I’m not an expert on squids, but I think it has to do with their soft bodies. They’re made of mostly liquid, whereas we need air to live, and air is very easily compressed under high pressure. The pressure outside of a squid will be about the same as inside, so they should be fine.
I did once read that suddenly bringing a squid to the surface will kill it though, because the high pressure of liquid in it will explode out into the air!
Humans would not explode! Gases can be compressed under pressure,but not liquids. Therefore, the gas in our body (ie in our lungs) would get compressed, so our lungs would shrink meaning they cannot work as well.
Scuba divers that come to the surface too quickly get something called the ‘bends’. If the pressure blood is put under changes too fast (by coming up to the surface quickly), the nitrogen in the blood turns in to a gas, creating tiny bubbles. These can make people really ill, as the bubbles can block tiny blood vessels. The solution is to come up slowly.
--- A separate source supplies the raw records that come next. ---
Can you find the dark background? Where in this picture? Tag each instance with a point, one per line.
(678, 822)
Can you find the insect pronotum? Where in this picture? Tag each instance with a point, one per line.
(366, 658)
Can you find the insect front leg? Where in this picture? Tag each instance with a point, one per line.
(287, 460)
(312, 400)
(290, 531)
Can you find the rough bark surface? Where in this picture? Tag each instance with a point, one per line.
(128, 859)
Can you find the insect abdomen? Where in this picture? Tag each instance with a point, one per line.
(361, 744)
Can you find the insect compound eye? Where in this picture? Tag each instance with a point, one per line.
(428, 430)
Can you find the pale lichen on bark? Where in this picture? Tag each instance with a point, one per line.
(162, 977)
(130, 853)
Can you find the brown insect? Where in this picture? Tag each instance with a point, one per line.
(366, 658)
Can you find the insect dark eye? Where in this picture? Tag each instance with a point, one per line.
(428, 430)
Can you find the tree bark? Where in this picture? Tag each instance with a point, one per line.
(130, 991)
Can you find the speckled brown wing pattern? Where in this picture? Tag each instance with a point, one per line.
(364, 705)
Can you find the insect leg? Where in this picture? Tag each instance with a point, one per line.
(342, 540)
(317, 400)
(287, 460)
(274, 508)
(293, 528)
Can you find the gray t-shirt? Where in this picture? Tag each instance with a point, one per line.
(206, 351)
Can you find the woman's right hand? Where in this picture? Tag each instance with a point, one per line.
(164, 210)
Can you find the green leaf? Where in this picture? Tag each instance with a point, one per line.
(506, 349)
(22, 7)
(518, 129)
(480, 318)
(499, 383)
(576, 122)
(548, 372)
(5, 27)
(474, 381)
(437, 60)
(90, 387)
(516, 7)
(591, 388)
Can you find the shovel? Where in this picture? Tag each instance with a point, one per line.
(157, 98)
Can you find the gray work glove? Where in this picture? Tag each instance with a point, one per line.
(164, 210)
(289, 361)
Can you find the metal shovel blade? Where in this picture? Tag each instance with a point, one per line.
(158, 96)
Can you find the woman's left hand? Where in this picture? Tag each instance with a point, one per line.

As Suzanne says, deep water creatures avoid these problems by not having gas inside them, but they get sick or die if they are bought to the surface.
Suzanne and Claire already answered the question but, just in case you’re not aware, I just want to add that squids are invertebrates, meaning they have no skeleton which is why their bodies can be so soft and they just compress rather than trying to hold the pressure.